Labour-commissioned report examines challenges of sharing public data

Written by Web News Editor on . Posted in News

Public confidence in data sharing and access to certain public sector data are two key challenges that will need to be addressed by the next government, a new report has indicated.

While recognising the potential benefits of utilising public sector data, the independent review ‘Making digital government work for everyone' (PDF) also acknowledges the current obstacles to this - and examines what considerations might need to guide the principles underpinning any sharing of public data.

Within the report - commissioned by Labour MP Chi Onwurah - is a substantial section, ‘Restore confidence in open, shared and personal data’, which makes a number of recommendations in this area.

The report acknowledges current frustrations within the open data community in accessing open data in a usable format. ‘Open data is currently seen as an adjunct to the core function of government rather than one that is driven by people’s needs,’ the report comments. ‘This leads to incorrect datasets being released, datasets being released in inappropriate formats or with poor data quality.’ The report recommends that efforts are made to improve data releases, as well as making it easier for individuals to request open data sets from government.

Frustration regarding the recent decision by government not to open up address data when Royal Mail was privatised is also acknowledged. ‘Government has had both the opportunity and mandate to establish an authoritative open address dataset that would form part of our National Information Infrastructure; a dataset that could link to the open Land Registry data and start to resolve the whole area of geospatial data.

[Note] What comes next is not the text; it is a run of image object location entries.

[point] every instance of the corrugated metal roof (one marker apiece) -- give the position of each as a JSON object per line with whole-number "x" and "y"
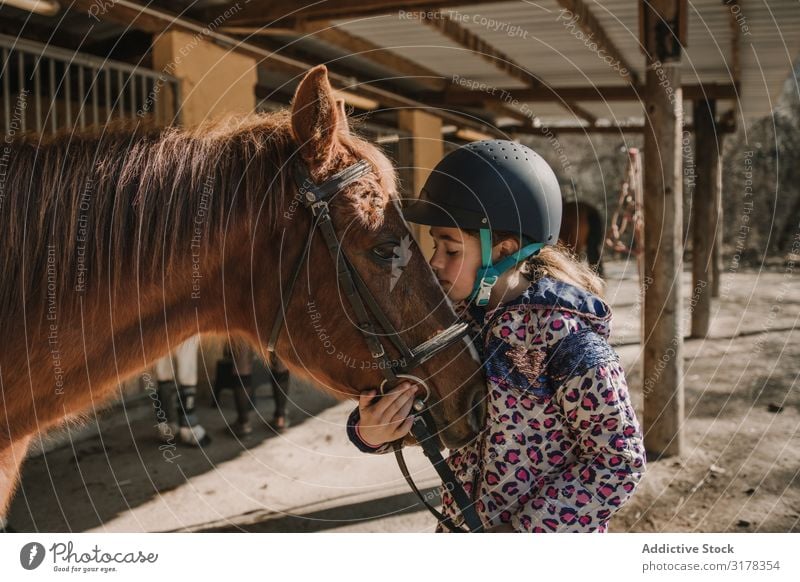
{"x": 536, "y": 35}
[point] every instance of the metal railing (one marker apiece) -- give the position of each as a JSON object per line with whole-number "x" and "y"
{"x": 45, "y": 88}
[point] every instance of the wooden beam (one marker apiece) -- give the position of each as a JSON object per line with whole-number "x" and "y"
{"x": 503, "y": 62}
{"x": 594, "y": 129}
{"x": 577, "y": 9}
{"x": 547, "y": 94}
{"x": 131, "y": 14}
{"x": 707, "y": 181}
{"x": 284, "y": 14}
{"x": 327, "y": 31}
{"x": 663, "y": 231}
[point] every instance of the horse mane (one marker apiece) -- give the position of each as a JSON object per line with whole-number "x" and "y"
{"x": 70, "y": 201}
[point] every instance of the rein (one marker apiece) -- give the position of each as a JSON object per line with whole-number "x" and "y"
{"x": 315, "y": 197}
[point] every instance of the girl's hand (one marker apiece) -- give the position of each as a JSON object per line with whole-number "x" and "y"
{"x": 387, "y": 419}
{"x": 501, "y": 528}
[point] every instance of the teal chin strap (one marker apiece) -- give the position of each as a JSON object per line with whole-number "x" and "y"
{"x": 488, "y": 274}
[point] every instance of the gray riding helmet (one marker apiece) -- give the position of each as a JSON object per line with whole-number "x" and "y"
{"x": 494, "y": 184}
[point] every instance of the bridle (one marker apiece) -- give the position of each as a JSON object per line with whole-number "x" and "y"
{"x": 316, "y": 197}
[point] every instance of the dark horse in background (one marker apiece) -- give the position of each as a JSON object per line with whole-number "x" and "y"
{"x": 583, "y": 230}
{"x": 118, "y": 244}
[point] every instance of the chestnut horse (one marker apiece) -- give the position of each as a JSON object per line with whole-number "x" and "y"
{"x": 582, "y": 231}
{"x": 117, "y": 246}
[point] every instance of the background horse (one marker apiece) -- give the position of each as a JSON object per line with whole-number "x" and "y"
{"x": 582, "y": 229}
{"x": 118, "y": 245}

Yet it has failed to do so.’ The report predicts that the consequences of this will become 'more severe as technology automation increases in the future'.

Another key recommendation is to set up a review, 'Data and Society', led by professionals such as lawyers, policy experts, research academics and computer scientists. Its aim would be ‘to define a clear set of public interest principles’ around data sharing and analytics projects, encouraging 'input from across the country' as well as engaging with the big data, open data and privacy initiatives in the EU.

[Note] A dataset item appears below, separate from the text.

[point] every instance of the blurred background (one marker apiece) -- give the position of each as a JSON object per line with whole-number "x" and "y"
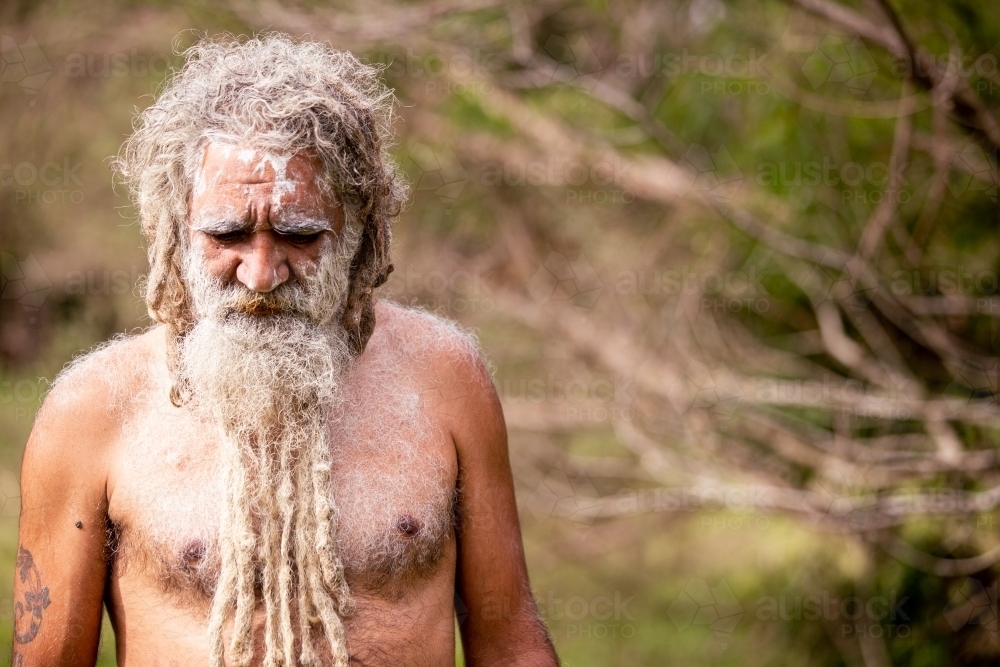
{"x": 735, "y": 264}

The report also notes the current public anxiety around personal data - citing recent research carried out by Ipsos-MORI for the Royal Statistical Society - saying it was 'noticeable' that much of the public concern was around the sale of government-held data to private companies or the risks associated with lack of anonymity or poor security.

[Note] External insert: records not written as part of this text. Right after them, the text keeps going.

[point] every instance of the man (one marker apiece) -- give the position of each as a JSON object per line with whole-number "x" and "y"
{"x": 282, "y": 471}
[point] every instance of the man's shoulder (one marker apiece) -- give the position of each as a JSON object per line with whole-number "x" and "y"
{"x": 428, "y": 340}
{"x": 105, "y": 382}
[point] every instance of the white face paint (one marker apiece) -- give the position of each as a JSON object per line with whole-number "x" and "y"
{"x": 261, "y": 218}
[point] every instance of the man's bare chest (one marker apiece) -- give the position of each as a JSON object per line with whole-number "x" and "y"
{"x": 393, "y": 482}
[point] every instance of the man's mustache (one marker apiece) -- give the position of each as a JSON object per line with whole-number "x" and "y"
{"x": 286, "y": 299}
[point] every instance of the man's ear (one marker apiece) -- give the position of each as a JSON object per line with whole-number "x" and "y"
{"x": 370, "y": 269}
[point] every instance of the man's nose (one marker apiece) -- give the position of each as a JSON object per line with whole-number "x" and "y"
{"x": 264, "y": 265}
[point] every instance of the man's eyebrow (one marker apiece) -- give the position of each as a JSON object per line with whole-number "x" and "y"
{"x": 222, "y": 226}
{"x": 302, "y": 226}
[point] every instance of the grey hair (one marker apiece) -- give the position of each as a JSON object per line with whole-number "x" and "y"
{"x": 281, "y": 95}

Other recommendations made in the report include getting both the public and the public sector better equipped to deal with digital information, in terms of access to digital services and in terms of training.

Mike Hughes, chair of the RSS's National Statistics Advisory Group, welcomes the report. ‘This review  recognises how the data agenda is going to drive prosperity, policy and democracy in the coming years,’ he said. ‘It is excellent to see the commitment to open data and in particular an open address list, which fits very well with what is outlined in the RSS Data Manifesto.

‘We will be pleased to help support any "Data and Society" review that is initiated to help develop the public interest principles which should underpin data sharing and analytics, and would argue there is a strong case for data sharing for statistics and research purposes.’